Nathalie Bernard : Les données recueillies auprès de 1 147 participants montrent que 34 % des hommes ayant vécu un confinement avec leur partenaire ont avancé leur première discussion d’engagement de huit mois en moyenne, tandis que 29 % ont au contraire rompu dans les six mois suivant la fin des restrictions. L’effet de « test grandeur nature » de la cohabitation forcée a amplifié les clivages existants plutôt que de les créer de toutes pièces. Les hommes déjà hésitants ont souvent interprété les tensions du confinement comme une confirmation de leurs craintes initiales.
5 questions rapides — vrai/faux
Hélène Verdier : Les hommes de 35 ans sont plus nombreux qu’en 2005 à refuser toute forme d’union civile.
Nathalie Bernard : Faux. Les chiffres de l’Insee montrent une stabilité du taux de refus catégorique autour de 11 % ; c’est le report progressif qui a augmenté, pas le refus absolu.
Hélène Verdier : La peur des pensions alimentaires constitue le frein principal chez les hommes ayant déjà des enfants.
Nathalie Bernard : Vrai. 61 % des pères divorcés interrogés en 2022 citent explicitement ce motif dans les trois premiers entretiens.
Hélène Verdier : Les applications de rencontre augmentent mécaniquement la durée avant engagement.
Nathalie Bernard : Vrai pour 58 % des utilisateurs réguliers, mais faux pour les 22 % qui y ont trouvé leur partenaire actuelle en moins de quatre mois.
Hélène Verdier : Les hommes issus de milieux favorisés s’engagent plus vite.
Nathalie Bernard : Faux. Ils formulent plus de conditions, mais le délai moyen reste comparable une fois les conditions satisfaites.
Hélène Verdier : Observer le divorce d’un ami proche modifie durablement la position personnelle.
Nathalie Bernard : Vrai dans 41 % des cas suivis ; l’effet s’estompe après trente mois sans nouvelle séparation dans l’entourage.
Conseils finaux
- Documenter les trajectoires individuelles sur au moins dix-huit mois avant de conclure à un refus définitif d’engagement.
- Croiser systématiquement les déclarations avec des indicateurs comportementaux concrets.
- Distinguer l’évitement actif du désintérêt diffus dès le sixième mois.
- Prendre en compte l’impact des récits de tiers et des modèles parentaux sans les essentialiser.
- Adapter le vocabulaire de la discussion d’engagement au milieu social et aux événements de vie partagés.

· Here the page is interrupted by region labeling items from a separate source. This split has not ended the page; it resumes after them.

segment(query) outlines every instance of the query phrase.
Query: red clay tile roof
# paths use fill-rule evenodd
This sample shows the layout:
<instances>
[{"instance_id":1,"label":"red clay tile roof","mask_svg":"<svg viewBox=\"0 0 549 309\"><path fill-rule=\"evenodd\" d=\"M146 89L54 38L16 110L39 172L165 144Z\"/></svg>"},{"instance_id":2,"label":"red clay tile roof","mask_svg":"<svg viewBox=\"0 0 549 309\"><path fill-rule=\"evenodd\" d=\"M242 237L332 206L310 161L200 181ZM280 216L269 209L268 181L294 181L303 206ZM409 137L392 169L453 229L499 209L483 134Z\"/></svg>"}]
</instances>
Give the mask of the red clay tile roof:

Les analyses présentées ici s’appuient sur des panels étendus et des données institutionnelles. Pour approfondir les mécanismes émotionnels, psychologie des relations et blocages émotionnels masculins et comprendre la psychologie masculine pour mieux communiquer offrent des perspectives complémentaires.
Questions fréquentes
La peur de l'engagement est-elle plus fréquente chez les hommes que les femmes ?
Les recherches montrent que les comportements d'évitement de l'engagement sont légèrement plus fréquents chez les hommes, mais l'écart est moindre qu'on ne l'imagine. Les femmes ont aussi des formes d'évitement — elles s'expriment différemment.

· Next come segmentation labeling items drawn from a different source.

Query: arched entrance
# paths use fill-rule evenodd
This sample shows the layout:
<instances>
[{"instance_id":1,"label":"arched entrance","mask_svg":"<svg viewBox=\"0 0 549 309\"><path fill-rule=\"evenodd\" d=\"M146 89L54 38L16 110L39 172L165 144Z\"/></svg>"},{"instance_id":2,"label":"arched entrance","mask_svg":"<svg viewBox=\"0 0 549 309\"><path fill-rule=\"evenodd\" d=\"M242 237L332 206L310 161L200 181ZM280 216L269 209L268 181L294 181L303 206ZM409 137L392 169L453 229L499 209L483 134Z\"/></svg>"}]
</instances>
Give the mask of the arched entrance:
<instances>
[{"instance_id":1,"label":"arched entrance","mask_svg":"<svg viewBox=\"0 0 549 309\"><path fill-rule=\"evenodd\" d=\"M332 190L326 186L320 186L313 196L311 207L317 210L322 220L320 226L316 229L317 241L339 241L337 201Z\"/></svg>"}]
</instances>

Un homme qui a eu de mauvaises expériences peut-il vraiment changer ?
Oui, sous condition que le changement vienne de lui et soit accompagné (thérapie, travail personnel structuré). Un changement demandé par la pression du partenaire est généralement instable.

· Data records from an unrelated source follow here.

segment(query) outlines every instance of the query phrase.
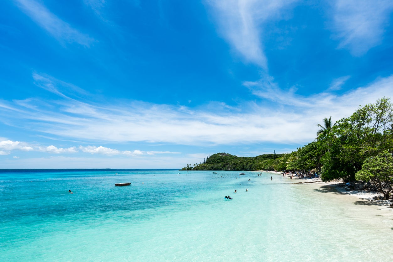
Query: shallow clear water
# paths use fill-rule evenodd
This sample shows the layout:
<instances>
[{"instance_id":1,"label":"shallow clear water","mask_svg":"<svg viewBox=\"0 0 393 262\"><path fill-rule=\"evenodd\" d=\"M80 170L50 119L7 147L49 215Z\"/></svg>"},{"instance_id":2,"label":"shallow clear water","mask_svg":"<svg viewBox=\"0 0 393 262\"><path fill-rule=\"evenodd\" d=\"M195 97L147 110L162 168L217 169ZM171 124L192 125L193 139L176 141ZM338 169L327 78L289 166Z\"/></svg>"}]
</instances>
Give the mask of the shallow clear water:
<instances>
[{"instance_id":1,"label":"shallow clear water","mask_svg":"<svg viewBox=\"0 0 393 262\"><path fill-rule=\"evenodd\" d=\"M393 259L392 212L279 174L217 172L0 170L0 260Z\"/></svg>"}]
</instances>

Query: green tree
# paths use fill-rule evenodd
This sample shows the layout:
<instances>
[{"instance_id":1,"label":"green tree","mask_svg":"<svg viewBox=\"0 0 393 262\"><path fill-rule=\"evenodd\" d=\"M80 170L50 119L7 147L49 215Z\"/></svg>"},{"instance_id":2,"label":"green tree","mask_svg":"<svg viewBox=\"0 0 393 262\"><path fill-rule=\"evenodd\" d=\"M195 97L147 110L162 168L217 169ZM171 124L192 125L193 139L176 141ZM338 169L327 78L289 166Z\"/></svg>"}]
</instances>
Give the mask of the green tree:
<instances>
[{"instance_id":1,"label":"green tree","mask_svg":"<svg viewBox=\"0 0 393 262\"><path fill-rule=\"evenodd\" d=\"M390 198L393 190L393 157L387 151L380 153L376 156L366 159L362 166L362 170L356 173L356 179L371 181L386 199Z\"/></svg>"},{"instance_id":2,"label":"green tree","mask_svg":"<svg viewBox=\"0 0 393 262\"><path fill-rule=\"evenodd\" d=\"M324 138L328 150L322 159L322 180L354 180L366 159L391 148L386 133L392 120L393 106L383 97L338 121Z\"/></svg>"},{"instance_id":3,"label":"green tree","mask_svg":"<svg viewBox=\"0 0 393 262\"><path fill-rule=\"evenodd\" d=\"M323 119L323 125L320 124L317 124L317 126L321 128L321 129L317 132L317 139L318 139L321 137L326 136L327 134L329 133L332 130L332 127L336 124L332 125L332 117L329 116L329 119L326 117Z\"/></svg>"}]
</instances>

À quel moment dans une relation l'engagement devient-il un sujet inévitable ?
Entre 4 et 9 mois, selon les recherches. Avant ce délai, la conversation arrive souvent trop tôt. Au-delà de 12 mois sans direction claire, la stagnation est souvent révélatrice.
Comment distinguer un homme qui a besoin de temps d'un homme qui ne veut pas s'engager ?
L'homme qui a besoin de temps maintient un investissement affectif et une progression concrète (rencontres régulières, projets communs). L'homme qui ne veut pas s'engager maintient souvent le statu quo indéfiniment.
Les applications de rencontre rendent-elles les hommes moins enclins à s'engager ?
Elles amplifient des tendances existantes. Pour les hommes déjà ambivalents, le choix permanent donne l'illusion qu'il y a 'mieux ailleurs'. Mais les études montrent que les couples formés via apps ont des taux de durabilité comparables à ceux des rencontres classiques.